De nombreux altermondialistes voient au sein des Nations unies des signes de changements, et l’occasion d’y installer un nouveau rapport de force. « Sans remettre complètement en cause le système, l’assemblée des Nations unies et les agences spéciales reconnaissent désormais ses imperfections et vont jusqu’à adopter des propositions alternatives » , se réjouit Jacques Cossart, membre du conseil scientifique d’Attac. Ainsi, les onze recommandations pour ­mettre fin à l’appropriation des biens communs, faites par Olivier De Schutter, rapporteur spécial des Nations unies, ont été perçues comme un signe encourageant. Et la nomination de François Houtard, militant altermondialiste de longue date, comme représentant personnel du président de l’assemblée des Nations unies dans la commission Stiglitz a renforcé cette impression.

Mais cette « stratégie d’alliance », qui n’est pas nouvelle, divise les altermondialistes. Habitués à lutter sur le terrain des idées lors des forums sociaux ou dans la rue en organisant des contre-sommets, certains altermondialistes se montrent plutôt réticents à l’idée de « s’appuyer » sur des organisations internationales pour agir. Les courants les plus radicaux considèrent les Nations unies comme un instrument de plus aux mains des grandes puissances.
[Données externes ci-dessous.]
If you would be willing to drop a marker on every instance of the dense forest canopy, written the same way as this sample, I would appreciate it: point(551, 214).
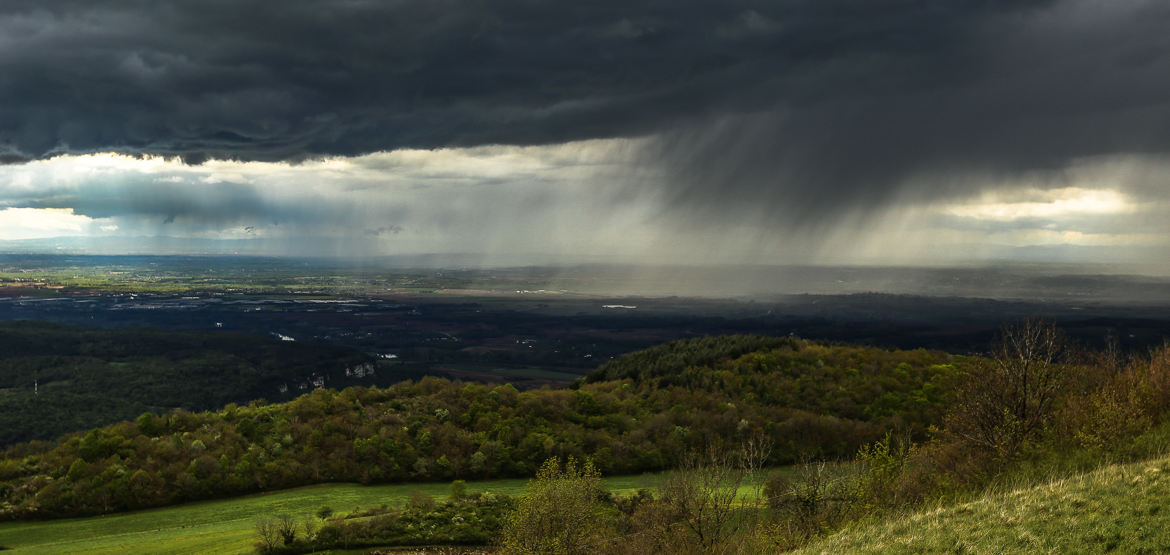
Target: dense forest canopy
point(811, 399)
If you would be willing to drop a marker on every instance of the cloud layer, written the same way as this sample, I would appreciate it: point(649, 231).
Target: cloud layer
point(770, 121)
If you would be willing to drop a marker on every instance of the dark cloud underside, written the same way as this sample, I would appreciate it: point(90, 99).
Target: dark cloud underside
point(799, 102)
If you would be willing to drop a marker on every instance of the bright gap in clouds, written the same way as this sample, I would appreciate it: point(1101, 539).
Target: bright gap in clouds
point(18, 224)
point(1054, 204)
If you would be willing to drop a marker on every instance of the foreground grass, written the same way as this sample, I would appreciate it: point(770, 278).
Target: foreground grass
point(228, 526)
point(1122, 508)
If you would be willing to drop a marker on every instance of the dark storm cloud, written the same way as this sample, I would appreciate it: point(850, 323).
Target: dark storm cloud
point(811, 105)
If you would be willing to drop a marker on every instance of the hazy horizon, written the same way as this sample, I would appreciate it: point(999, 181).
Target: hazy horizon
point(707, 134)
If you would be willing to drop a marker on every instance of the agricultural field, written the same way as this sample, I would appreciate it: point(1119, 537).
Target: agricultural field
point(228, 526)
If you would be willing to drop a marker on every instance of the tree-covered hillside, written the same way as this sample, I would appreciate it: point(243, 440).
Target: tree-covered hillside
point(60, 378)
point(810, 399)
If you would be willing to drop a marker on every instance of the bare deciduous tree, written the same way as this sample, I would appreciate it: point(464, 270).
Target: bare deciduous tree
point(1009, 399)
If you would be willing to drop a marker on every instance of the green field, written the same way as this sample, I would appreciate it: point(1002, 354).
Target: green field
point(227, 526)
point(1120, 508)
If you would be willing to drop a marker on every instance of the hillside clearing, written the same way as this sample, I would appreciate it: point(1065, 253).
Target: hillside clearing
point(1117, 508)
point(227, 526)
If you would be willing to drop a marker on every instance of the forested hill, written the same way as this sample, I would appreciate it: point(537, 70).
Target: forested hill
point(810, 399)
point(670, 358)
point(60, 378)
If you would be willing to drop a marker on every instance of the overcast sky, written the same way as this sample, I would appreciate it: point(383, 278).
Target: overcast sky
point(867, 131)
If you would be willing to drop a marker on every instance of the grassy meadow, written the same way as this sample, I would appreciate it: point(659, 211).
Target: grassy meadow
point(228, 526)
point(1120, 508)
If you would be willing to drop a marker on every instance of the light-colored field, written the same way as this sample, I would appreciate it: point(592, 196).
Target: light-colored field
point(228, 526)
point(1121, 508)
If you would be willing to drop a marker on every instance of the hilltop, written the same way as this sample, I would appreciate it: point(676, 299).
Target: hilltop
point(810, 399)
point(1116, 508)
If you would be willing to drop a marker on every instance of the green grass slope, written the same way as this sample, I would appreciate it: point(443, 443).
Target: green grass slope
point(228, 526)
point(1120, 508)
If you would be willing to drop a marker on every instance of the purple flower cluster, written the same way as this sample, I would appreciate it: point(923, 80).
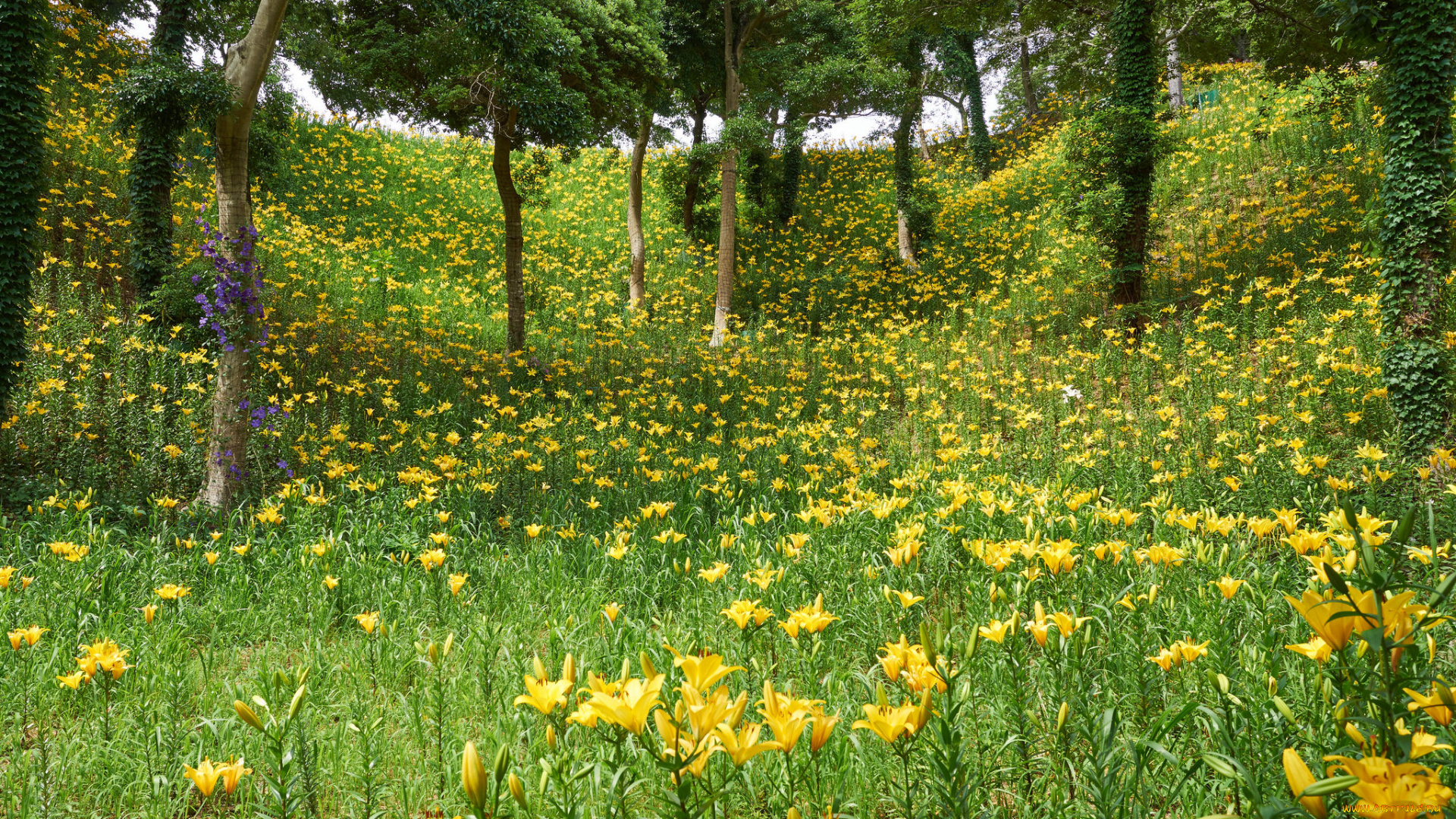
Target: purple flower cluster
point(237, 284)
point(235, 293)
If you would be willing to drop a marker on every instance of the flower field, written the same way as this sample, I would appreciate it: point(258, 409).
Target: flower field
point(952, 542)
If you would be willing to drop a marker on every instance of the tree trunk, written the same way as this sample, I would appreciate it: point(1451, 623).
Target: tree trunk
point(1416, 228)
point(1174, 72)
point(245, 69)
point(637, 286)
point(1134, 66)
point(728, 206)
point(24, 31)
point(152, 175)
point(695, 165)
point(792, 167)
point(981, 139)
point(1028, 88)
point(514, 237)
point(903, 161)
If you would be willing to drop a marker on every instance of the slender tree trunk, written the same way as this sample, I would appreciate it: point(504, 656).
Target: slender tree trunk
point(1134, 64)
point(152, 175)
point(24, 30)
point(514, 237)
point(245, 69)
point(728, 207)
point(1028, 88)
point(905, 164)
point(695, 167)
point(792, 167)
point(1416, 228)
point(981, 139)
point(1174, 72)
point(637, 286)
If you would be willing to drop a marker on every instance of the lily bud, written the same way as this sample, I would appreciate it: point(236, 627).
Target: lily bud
point(927, 643)
point(1354, 735)
point(517, 789)
point(503, 760)
point(472, 776)
point(1283, 708)
point(297, 701)
point(246, 714)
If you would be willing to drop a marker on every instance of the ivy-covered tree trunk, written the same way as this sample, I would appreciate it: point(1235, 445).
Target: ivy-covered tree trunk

Pour ­d’autres, cette approche a déjà porté ses fruits. « En 2005, j’ai participé à la commission Landau créée par Jacques Chirac. Notre rapport a permis de faire adopter une taxe sur les billets d’avions pour financer l’aide au développement, raconte Jacques Cossart, elle a rapporté 300 millions de dollars en 2008, ce n’est pas rien quand même ! »

Les résultats sont parfois plus mitigés. «  Depuis l’an 2000, l’accès au G8, aux réunions du Fonds monétaire international et de la Banque mondiale est devenu plus facile. Mais c’est à double tranchant, car on est rarement satisfait du résultat. Au dernier G20, la publication de la liste des paradis fiscaux n’a pas donné grand-chose, mais c’était quand même la première fois qu’on arrivait à faire remettre en cause leur existence » , explique Sébastien Fourmy, coordinateur des projets à Oxfam France-Agir ici. Travail de longue haleine : il a fallu dix ans pour que les ONG obtiennent l’annulation de la dette de 18 pays pauvres auprès des institutions financières. Et sans la pression de l’opinion publique, cela est impossible, s’accordent-ils tous à dire. «  Tant que le peuple ne tapera pas du poing sur la table, on aura beau avoir agi, cela ne prendra pas. On l’a vu avec les dernières manifestations syndicales en France » , affirme Jacques Cossart. Écartelés entre la nécessité de faire pression sur les institutions et celle de ne pas délaisser la rue, les altermondialistes sont à la recherche d’un juste équilibre. Et d’une fin qui justifie les moyens.

[^2]: Coalition qui interpelle les chefs de gouvernement du G8 afin qu’ils respectent les engagements pris dans le cadre des Objectifs du millénaire pour le développement.